それはそうであるが、実際に「見」ることによる勘違いの方も重要である。
今日昼間にテレビをつけた。ヤクルトの選手がホームランを打ったところでした。中日負けました。どうみてもわたくしのせいです。
我々の感じる因果なんて所詮こんなものがほとんどなのだ。しかし、だから面白いとも言えるのである。心の中での因果というものがある。親子関係なんかはほぼこの因果関係を想像することによって成り立っている。子どもがどんな風に育ちあがってしまったとしても、親のせいではないし、教師のせいでもない。一見、因果が見えるように思っても、勘違いで、昨今のいわゆるエビデンスがほぼ嘘であるのと同じである。だからといって、この因果は我々を支えている。そして、支えている以上のことをやろうとするとぎくしゃくするわけである。
子どもが現実で関係させられている因果のなかでは、親とのものはごく僅かである。しかし、とくに生まれたての頃なんか、ほとんど世の中と親の区別はついておらず、親にとってもそうなのであった。たまにそうでもない人間がいて、子どもをほっぽり出したりするので、「三つ子の魂百までも」なんて説教でそういう人を縛ったりするが……。
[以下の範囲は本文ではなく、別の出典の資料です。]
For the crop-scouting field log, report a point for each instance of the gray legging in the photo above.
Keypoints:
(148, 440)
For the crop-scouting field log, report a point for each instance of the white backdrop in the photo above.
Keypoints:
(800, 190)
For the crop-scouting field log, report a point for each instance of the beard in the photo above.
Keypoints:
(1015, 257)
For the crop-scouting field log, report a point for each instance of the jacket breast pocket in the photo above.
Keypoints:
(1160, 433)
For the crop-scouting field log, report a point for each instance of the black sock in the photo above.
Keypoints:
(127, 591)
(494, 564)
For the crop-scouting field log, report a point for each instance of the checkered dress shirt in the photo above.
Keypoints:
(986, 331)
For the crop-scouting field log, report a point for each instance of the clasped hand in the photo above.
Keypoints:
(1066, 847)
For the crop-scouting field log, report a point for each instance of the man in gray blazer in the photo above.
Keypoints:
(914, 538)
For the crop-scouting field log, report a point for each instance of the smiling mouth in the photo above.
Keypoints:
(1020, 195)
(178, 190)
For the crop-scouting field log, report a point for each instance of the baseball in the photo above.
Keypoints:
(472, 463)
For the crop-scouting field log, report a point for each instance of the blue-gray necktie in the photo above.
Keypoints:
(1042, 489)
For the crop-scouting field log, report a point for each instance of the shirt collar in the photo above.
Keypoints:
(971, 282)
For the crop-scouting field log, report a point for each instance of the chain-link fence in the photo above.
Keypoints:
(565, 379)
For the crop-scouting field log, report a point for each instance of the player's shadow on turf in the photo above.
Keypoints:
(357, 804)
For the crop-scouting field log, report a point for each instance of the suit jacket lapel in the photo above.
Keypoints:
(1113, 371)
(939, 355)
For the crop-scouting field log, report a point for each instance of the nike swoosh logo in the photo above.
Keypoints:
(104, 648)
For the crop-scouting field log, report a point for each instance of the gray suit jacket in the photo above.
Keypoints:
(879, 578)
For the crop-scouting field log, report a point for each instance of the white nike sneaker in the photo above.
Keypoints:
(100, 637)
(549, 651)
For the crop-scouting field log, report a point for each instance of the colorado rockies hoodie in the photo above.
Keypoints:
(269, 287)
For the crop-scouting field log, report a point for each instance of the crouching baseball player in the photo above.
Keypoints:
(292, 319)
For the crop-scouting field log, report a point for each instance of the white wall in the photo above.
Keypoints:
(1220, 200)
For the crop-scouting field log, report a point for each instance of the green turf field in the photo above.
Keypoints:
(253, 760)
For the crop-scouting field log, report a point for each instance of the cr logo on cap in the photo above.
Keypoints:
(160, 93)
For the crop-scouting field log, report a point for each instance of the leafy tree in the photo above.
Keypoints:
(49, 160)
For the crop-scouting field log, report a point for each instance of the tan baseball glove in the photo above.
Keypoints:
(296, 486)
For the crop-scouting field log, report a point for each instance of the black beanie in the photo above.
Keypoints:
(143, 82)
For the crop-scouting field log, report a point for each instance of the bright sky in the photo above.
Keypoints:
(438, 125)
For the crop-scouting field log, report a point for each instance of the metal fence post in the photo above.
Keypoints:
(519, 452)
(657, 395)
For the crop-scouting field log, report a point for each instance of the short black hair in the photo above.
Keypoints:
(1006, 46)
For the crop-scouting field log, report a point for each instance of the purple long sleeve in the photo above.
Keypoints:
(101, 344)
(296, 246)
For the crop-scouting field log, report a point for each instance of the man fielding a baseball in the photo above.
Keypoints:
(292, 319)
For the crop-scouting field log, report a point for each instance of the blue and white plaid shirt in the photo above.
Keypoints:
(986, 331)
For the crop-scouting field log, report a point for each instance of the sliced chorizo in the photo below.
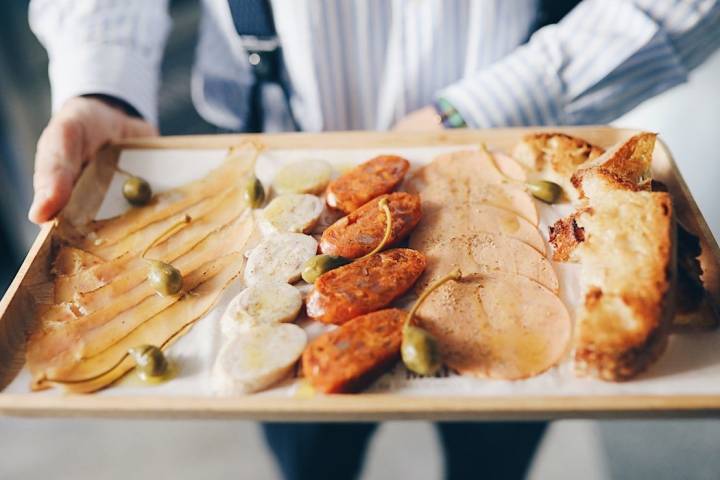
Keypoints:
(366, 181)
(351, 357)
(358, 233)
(364, 286)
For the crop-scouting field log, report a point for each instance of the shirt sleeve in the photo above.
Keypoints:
(600, 61)
(103, 47)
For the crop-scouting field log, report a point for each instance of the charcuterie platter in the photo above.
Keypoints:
(511, 273)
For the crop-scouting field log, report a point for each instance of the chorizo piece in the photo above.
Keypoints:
(366, 181)
(364, 286)
(351, 357)
(361, 231)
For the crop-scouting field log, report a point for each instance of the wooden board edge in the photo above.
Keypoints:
(350, 139)
(17, 303)
(710, 257)
(366, 407)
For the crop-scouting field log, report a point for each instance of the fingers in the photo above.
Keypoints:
(73, 137)
(57, 164)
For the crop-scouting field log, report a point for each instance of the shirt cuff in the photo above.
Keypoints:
(110, 70)
(521, 89)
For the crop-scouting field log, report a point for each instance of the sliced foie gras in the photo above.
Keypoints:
(441, 223)
(279, 258)
(473, 177)
(257, 358)
(162, 330)
(238, 164)
(487, 253)
(497, 325)
(460, 192)
(131, 265)
(78, 340)
(104, 304)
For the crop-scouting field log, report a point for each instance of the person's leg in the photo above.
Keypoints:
(319, 450)
(489, 450)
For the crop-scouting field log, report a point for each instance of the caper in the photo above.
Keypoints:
(419, 350)
(319, 264)
(254, 193)
(150, 361)
(164, 278)
(137, 191)
(548, 192)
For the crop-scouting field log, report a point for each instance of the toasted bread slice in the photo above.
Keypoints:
(626, 166)
(628, 272)
(555, 157)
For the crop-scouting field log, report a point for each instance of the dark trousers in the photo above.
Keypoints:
(321, 451)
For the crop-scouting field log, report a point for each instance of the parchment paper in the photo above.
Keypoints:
(691, 365)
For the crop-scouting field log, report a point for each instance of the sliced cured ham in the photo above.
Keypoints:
(71, 260)
(102, 305)
(497, 326)
(239, 163)
(441, 224)
(81, 339)
(161, 330)
(128, 270)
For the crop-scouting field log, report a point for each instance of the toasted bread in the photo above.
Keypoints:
(626, 166)
(628, 272)
(555, 157)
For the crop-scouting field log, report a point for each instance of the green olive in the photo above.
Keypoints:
(548, 192)
(254, 193)
(137, 191)
(150, 361)
(420, 351)
(164, 278)
(319, 264)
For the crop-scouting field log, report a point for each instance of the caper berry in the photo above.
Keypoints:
(419, 350)
(137, 191)
(319, 264)
(254, 193)
(164, 278)
(150, 361)
(548, 192)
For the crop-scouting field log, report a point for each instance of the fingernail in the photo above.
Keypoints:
(40, 197)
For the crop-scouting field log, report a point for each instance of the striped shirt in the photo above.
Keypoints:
(364, 64)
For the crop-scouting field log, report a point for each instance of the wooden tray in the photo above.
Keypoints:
(17, 306)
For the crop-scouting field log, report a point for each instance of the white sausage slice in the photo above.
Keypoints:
(279, 258)
(295, 212)
(261, 304)
(304, 176)
(257, 358)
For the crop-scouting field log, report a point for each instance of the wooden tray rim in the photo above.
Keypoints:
(366, 406)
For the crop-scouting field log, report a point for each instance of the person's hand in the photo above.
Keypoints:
(423, 120)
(71, 139)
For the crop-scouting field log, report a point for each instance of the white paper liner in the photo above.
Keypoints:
(691, 365)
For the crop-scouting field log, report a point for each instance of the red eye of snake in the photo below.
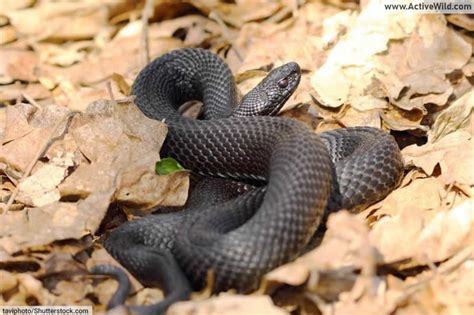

いずれにせよ、お互いに眼を覚まさせるような出来事はつぎつぎに起こる。このような事態は、おそらく、常識としてあったはずなのだが、最近は、親子がお互いに作用を最大限及ぼそうとし、及ぼしてると思っている。おそらく、家が外側と区別された巨大な子宮状態であるからじゃないだろうか。この形式論理をお互いぶつけ合うような状態は、お互いがオブジェクトの作用体であるような認識を生んで繊細にはなるのだが、主観的にもなる。
このごろ、短歌の上で虚構の問題が大分取り扱はれて來た。文學に虚構といふことは、昔から認められてゐた。日本文學では、それを繪空事・歌虚言などゝ言つて、文學には嘘の伴ふものだといふことを、はつきり知つてゐた。寧、藝術は嘘で成り立つてゐる。其肝腎の部分は嘘だと言つてゐる。だから昔の人は藝術には信頼せず、作家にしても、戲作などゝ自分自身を輕蔑してゐた。今言はれてゐる虚構といふことも、此態度の延長に過ぎない。
――折口信夫「文学に於ける虚構」
確かに、虚構の意識が、戯作者ではなく、芸人に占領されてしまったのはまずかった。